It must he hard to headline a festival knowing that the primary attraction lies beneath you on the bill. Florence + the Machine may be the titular main draw at this British Summer Time one-dayer, but the huge sense of anticipation is surrounding Kendrick Lamar.
With three No 1 albums to her credit and a vast, evangelical fan following, Florence Welch is Britain’s biggest-draw female live attraction after Adele. Yet today she is up against a rapper who is flying home after this show to headline the White House’s Fourth of July barbecue at the express request of President Obama. It’s quite the clash of the heavyweights. The Compton rapper is undoubtedly the hottest property in hip-hop right now, and Florence is in danger of being upstaged here.
Early in the day, Cat Power sets the bar less high. Looking like a weary 21st-century Patti Smith, she appears to accept that her solipsistic singer-songwriter musings are more suited to an intimate club than to these wide-open spaces. “Don’t worry,” she reassures after one moody number. “You’re going to have a lot more fun than this!”
Jamie xx’s collage of house beats, dubstep, drum-and-bass and digitally treated steel drums may be anathema to dance-music purists, but his DJ set in blazing sunshine shows he knows how to get a festival crowd moving. Except that, this being British summer 2016, the heavens then open, reducing the field to a sodden sea of brollies and EU flags.
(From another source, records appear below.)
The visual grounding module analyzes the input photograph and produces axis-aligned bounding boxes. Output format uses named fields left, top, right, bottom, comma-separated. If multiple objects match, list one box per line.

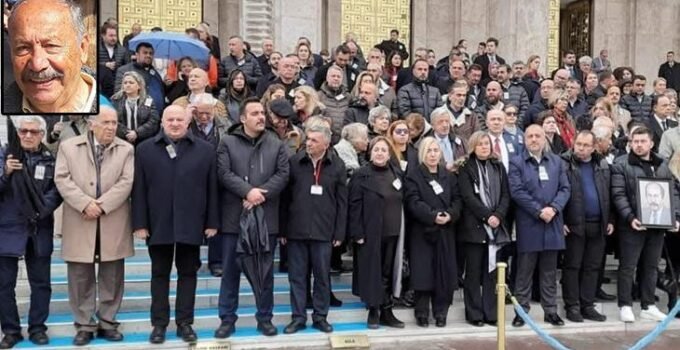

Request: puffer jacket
left=0, top=146, right=62, bottom=257
left=503, top=80, right=529, bottom=125
left=319, top=82, right=352, bottom=144
left=217, top=124, right=290, bottom=234
left=620, top=95, right=652, bottom=120
left=397, top=81, right=444, bottom=122
left=562, top=151, right=614, bottom=236
left=219, top=52, right=262, bottom=91
left=611, top=151, right=680, bottom=232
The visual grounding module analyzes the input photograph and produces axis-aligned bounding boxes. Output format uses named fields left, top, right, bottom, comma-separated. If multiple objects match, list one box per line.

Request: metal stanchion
left=496, top=262, right=508, bottom=350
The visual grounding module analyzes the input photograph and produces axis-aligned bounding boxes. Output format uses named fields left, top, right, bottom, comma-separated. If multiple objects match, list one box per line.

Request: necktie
left=128, top=100, right=137, bottom=130
left=439, top=139, right=453, bottom=164
left=94, top=144, right=106, bottom=197
left=493, top=137, right=503, bottom=159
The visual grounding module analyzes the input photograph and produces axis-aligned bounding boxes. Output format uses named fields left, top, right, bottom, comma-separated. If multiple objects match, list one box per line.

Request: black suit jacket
left=475, top=55, right=505, bottom=81
left=647, top=114, right=678, bottom=153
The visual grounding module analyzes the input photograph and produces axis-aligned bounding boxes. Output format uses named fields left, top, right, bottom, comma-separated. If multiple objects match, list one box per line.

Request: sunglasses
left=18, top=129, right=42, bottom=136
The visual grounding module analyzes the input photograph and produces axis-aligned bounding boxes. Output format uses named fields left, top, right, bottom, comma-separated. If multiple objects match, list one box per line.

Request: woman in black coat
left=111, top=71, right=160, bottom=145
left=348, top=136, right=404, bottom=329
left=404, top=137, right=462, bottom=327
left=456, top=131, right=510, bottom=327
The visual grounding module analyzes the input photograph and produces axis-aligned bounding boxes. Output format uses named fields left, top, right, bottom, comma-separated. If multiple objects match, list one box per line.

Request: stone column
left=217, top=0, right=243, bottom=57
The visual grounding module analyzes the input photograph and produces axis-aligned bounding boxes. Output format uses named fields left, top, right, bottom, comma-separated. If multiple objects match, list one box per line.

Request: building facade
left=101, top=0, right=680, bottom=89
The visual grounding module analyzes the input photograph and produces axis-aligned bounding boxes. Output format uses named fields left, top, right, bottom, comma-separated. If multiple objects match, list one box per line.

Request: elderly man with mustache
left=2, top=0, right=97, bottom=114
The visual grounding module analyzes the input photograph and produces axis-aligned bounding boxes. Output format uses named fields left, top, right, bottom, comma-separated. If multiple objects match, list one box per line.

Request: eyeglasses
left=18, top=129, right=42, bottom=136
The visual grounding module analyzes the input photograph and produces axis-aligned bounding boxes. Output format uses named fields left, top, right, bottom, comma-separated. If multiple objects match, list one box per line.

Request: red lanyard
left=314, top=158, right=323, bottom=186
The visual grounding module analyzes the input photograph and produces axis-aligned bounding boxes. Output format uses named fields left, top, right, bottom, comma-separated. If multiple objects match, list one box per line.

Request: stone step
left=17, top=282, right=359, bottom=315
left=16, top=268, right=352, bottom=298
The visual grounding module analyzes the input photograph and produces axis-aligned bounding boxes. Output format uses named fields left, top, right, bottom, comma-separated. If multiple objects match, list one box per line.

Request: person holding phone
left=405, top=137, right=462, bottom=327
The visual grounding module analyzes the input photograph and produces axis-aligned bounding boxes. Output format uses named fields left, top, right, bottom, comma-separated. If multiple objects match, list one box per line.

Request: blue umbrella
left=128, top=32, right=210, bottom=62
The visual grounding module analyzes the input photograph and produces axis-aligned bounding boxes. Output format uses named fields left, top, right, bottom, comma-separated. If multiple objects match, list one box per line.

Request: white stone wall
left=593, top=0, right=680, bottom=92
left=270, top=0, right=324, bottom=55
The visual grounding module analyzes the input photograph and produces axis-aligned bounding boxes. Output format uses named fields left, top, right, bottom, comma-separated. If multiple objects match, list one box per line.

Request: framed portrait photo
left=637, top=177, right=675, bottom=230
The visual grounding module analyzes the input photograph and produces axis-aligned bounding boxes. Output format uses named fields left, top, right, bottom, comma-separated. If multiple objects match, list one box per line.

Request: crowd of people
left=0, top=1, right=680, bottom=348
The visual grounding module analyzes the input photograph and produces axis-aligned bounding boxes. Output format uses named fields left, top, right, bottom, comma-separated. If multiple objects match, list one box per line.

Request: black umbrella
left=236, top=206, right=273, bottom=304
left=6, top=117, right=48, bottom=235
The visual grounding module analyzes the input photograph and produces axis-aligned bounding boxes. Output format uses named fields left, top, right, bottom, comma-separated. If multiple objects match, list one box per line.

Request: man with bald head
left=256, top=55, right=300, bottom=104
left=54, top=104, right=134, bottom=346
left=219, top=35, right=262, bottom=90
left=508, top=124, right=571, bottom=327
left=475, top=80, right=505, bottom=130
left=2, top=0, right=97, bottom=114
left=113, top=42, right=165, bottom=115
left=132, top=105, right=219, bottom=344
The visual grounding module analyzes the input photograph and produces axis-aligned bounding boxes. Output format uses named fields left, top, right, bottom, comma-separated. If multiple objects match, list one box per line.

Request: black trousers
left=219, top=233, right=276, bottom=324
left=149, top=243, right=201, bottom=327
left=458, top=243, right=497, bottom=321
left=208, top=234, right=223, bottom=267
left=287, top=240, right=333, bottom=322
left=515, top=250, right=558, bottom=313
left=414, top=290, right=449, bottom=319
left=0, top=238, right=52, bottom=334
left=617, top=230, right=664, bottom=309
left=562, top=222, right=605, bottom=309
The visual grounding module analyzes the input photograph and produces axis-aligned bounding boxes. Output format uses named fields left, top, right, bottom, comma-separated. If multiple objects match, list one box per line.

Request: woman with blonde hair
left=260, top=84, right=286, bottom=115
left=293, top=85, right=326, bottom=126
left=404, top=137, right=463, bottom=327
left=351, top=71, right=376, bottom=100
left=387, top=119, right=418, bottom=171
left=295, top=42, right=318, bottom=86
left=111, top=71, right=160, bottom=145
left=456, top=131, right=510, bottom=327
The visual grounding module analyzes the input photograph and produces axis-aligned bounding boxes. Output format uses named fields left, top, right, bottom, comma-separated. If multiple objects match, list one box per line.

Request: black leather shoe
left=97, top=329, right=123, bottom=341
left=177, top=324, right=198, bottom=343
left=543, top=314, right=564, bottom=326
left=0, top=334, right=24, bottom=349
left=595, top=288, right=616, bottom=301
left=28, top=332, right=50, bottom=349
left=283, top=320, right=307, bottom=334
left=312, top=319, right=333, bottom=333
left=366, top=308, right=380, bottom=329
left=581, top=306, right=607, bottom=322
left=567, top=308, right=583, bottom=323
left=209, top=265, right=222, bottom=277
left=215, top=323, right=236, bottom=339
left=257, top=321, right=279, bottom=337
left=73, top=331, right=94, bottom=346
left=149, top=326, right=165, bottom=344
left=380, top=307, right=406, bottom=328
left=330, top=292, right=342, bottom=307
left=512, top=315, right=524, bottom=327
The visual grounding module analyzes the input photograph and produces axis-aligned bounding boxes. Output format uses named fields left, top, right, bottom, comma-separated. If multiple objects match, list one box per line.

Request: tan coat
left=54, top=134, right=134, bottom=263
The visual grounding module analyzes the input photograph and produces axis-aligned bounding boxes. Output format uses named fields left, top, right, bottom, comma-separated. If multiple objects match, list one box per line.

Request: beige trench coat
left=54, top=134, right=134, bottom=263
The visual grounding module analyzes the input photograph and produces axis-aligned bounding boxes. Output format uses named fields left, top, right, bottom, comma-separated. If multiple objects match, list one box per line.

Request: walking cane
left=496, top=262, right=508, bottom=350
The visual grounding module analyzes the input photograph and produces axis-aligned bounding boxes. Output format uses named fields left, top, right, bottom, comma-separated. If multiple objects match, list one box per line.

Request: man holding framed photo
left=611, top=126, right=680, bottom=322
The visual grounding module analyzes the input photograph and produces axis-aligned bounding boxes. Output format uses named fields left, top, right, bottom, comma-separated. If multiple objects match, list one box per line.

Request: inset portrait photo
left=2, top=0, right=99, bottom=115
left=638, top=178, right=675, bottom=229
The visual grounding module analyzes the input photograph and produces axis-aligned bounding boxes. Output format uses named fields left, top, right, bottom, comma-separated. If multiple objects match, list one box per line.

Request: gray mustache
left=22, top=67, right=64, bottom=81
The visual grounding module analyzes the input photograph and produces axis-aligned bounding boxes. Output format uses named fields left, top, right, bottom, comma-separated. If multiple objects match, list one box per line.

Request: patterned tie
left=493, top=137, right=503, bottom=159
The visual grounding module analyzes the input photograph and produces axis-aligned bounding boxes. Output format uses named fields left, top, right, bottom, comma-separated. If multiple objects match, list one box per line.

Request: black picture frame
left=635, top=177, right=675, bottom=230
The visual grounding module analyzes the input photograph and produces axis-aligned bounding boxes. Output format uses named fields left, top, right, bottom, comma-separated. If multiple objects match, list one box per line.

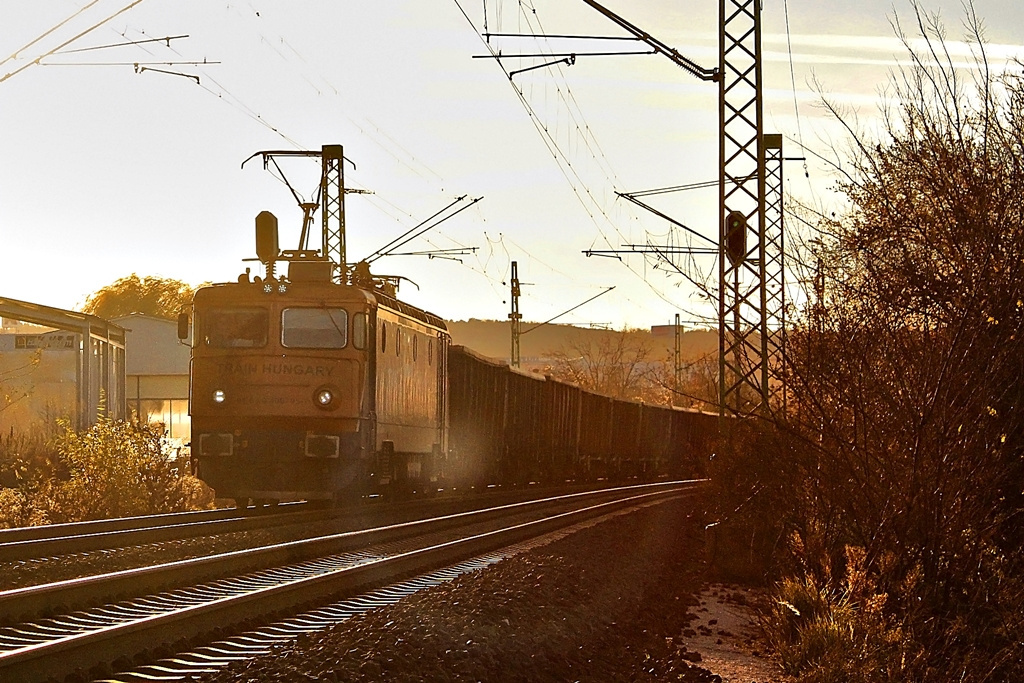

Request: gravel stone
left=192, top=501, right=721, bottom=683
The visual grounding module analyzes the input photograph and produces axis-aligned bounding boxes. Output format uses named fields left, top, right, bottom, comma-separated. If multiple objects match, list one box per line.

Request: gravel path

To Pimp a Butterfly, Lamar’s extraordinary third album, topped the charts on both sides of the Atlantic last summer. It is a magisterial melding of rap, 1970s protest soul, politicised funk and freeform jazz. When he appears, a diminutive form in branded sportswear, he looks an unlikely figure to have produced such a coruscating state-of-the-nation address.
Yet it soon becomes evident that he is a righteous, restless ball of tension. Parliament-Funkadelic are an acknowledged influence, and the voice of George Clinton features large on the personal-political Wesley’s Theory, while a sample from a 1970s Blaxploitation film declares that “every nigger is a star”.
As ever at Hyde Park gigs the muted volume is an issue, but Lamar’s externalised inner monologues of angst and anxiety are transfixing. The sultry These Walls opens like an OutKast-style sex song, all R&B beats and treated vocals, before diverting into a barbed critique of the US jail system.
King Kunta transplants the slave hero of Alex Haley’s 1976 novel Roots into the modern day and is a fantastic slice of Sly Stone-like funky militancy. Lamar’s rage is all the more powerful in that it is delivered with ice-cool, forensic precision; when he leaves, the applause is tumultuous.
Yet despite Lamar’s brilliance, Florence + the Machine have been knocking around the block for 10 years now and are not easily overshadowed. Whatever the failings of their overwrought, bombastic pop operas, the redoubtable Florence Welch is never less than riotously entertaining.
Barefoot and flame-haired in a diaphanous gown, she gallops across stage during the histrionic Ship to Wreck as if on an invisible pony. Her formidable, pitch-perfect vocal on Delilah could strip the paint from the fence at the back of the field. The muted noise levels suddenly seem less of an issue.
The blaring Queen of Peace sees an outbreak of ye olde Pan’s People-style interpretive dancing, then Welch ends her rollicking set with an earnest post-Brexit-vote pep talk, before urging us to remove an item of clothing and hug a neighbour. Unlike Kendrick Lamar, she is rarely sublime but she remains endearingly ridiculous.